Image vectorization refers to various processes for converting pixel-based image formats to line-based image formats — for example bitmaps to SVG’s. Vectorization is useful because digital cameras record images in terms of pixels, but vector-based formats are much easier to manipulate, allowing you to warp or erase individual lines, seamlessly scale the image, or draw the image in sequence. This is an active field of research in computer vision, and I found most existing programs to be limited in their functionality. Here, I recap some of my explorations of custom processes for doing so (with thanks to Jeff Hara @ Stanford).

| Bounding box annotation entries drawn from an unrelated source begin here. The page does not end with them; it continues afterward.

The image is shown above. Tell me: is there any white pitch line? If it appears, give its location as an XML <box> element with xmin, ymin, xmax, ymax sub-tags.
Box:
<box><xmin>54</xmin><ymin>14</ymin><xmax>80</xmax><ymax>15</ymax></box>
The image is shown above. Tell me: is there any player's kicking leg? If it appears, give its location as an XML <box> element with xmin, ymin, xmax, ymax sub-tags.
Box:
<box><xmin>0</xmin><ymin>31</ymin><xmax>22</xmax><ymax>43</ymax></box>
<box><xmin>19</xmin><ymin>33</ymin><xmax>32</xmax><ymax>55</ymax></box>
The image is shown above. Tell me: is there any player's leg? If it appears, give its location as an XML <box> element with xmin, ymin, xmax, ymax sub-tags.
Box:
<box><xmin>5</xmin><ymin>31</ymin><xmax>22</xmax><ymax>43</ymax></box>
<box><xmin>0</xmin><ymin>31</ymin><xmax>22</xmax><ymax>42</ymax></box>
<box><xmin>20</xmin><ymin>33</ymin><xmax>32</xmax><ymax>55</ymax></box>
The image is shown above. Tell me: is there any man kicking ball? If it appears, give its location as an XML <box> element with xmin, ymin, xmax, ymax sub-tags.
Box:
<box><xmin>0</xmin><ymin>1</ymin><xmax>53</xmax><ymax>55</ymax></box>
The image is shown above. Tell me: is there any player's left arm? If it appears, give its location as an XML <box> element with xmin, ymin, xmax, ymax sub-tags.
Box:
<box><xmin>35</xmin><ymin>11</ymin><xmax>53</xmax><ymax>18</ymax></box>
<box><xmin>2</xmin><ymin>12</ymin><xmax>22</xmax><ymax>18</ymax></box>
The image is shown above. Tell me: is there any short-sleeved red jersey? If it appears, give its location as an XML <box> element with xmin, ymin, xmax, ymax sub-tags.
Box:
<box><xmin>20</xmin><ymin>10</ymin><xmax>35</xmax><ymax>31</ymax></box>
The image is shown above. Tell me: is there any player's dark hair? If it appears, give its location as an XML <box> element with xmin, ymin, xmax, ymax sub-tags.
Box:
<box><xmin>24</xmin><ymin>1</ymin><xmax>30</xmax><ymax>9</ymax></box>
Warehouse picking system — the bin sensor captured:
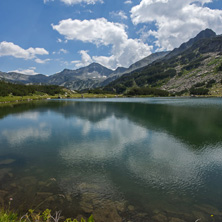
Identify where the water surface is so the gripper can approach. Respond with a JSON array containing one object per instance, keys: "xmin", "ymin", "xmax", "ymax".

The most existing vectorization programs I found were applications that did not have or had a limited command-line component, such as Super Vectorizer and Inkscape. Existing command-line vectorizers such as Potrace, work by tracing around the outline of colored pixels (tracing of the outside contour of line strokes) rather than stroke extraction:
contour tracing with potrace
A different type of vectorization, centerline tracing, involves recognizing lines within a pixel-based image.
desired centerline tracing
I was specifically interested in centerline tracing because I wanted to convert PNGs to SVGs to stroke-based images. Theoretically, this would allow any PNG image database to be converted into a stroke-based database that could be plugged into a stroke-based neural network model. The ability to construct an SVG dataset from a PNG one would have the potential for smoother and more flexible — less machinic — image generation.
Additionally, Hough transforms have also been used for line extraction, but work better for clean, predefined shapes rather than arbitrary shapes. Instead, we employ the technique of centerline tracing, which has been previously used to capture handwriting and process contour maps.
To perform centerline tracing, we first applied Guo-Hall thinning, an efficient thinning algorithm that can reduce the image to a pixel-width skeleton. This is similar to finding the centerline of a shape. We can now extract all the points of the skeleton.
These points are unordered, but there is an optimal stroke that passes through the points in a sensible order. This stroke may be vertical, horizontal, or any arbitrary shape, and we use a brute-force solution to find the optimal path, which minimizes the Euclidean distance between each consecutive pair of points. There may also be multiple disconnected strokes, so we use Density-Based Spatial Clustering of Applications with Noise (DBSCAN) to cluster the points of a stroke together, and find the optimal paths per cluster.
Finally, we take the optimal paths and apply the Ramer-Douglas-Peuker algorithm with an epsilon of 2, which is used to simplify lines by representing them with fewer points. We can convert the simplify lines to strokes simply by calculating the change in x and y. Now, we have the desired pen-stroke format.
To quantitatively evaluate the success of this centerline tracing, I run the results through a classifier. I take a base dataset of SVG images (Dataset A), convert them to PNG, then back to SVG through centerline tracing (Dataset B). I train the classifier on the base dataset, then test it with the traced dataset.
The classifier had a high accuracy rate (98.48%) when tested on Dataset A. The classifier had much lower accuracy (69.5%) when tested on bitmap to vector converted images. In particular, the classifier mis-categorized 45% of ears as noses based on vectorized images.
test on 100 samples per class
This is likely because some curvature detail is lost in the vectorization process due to noise or over-simplification of lines; ear images with reduced curvature may begin to resemble nose images. Comparing stroke-based inputs versus vectorized bitmap inputs to the classifier, vectorization adds a 29.5% error rate.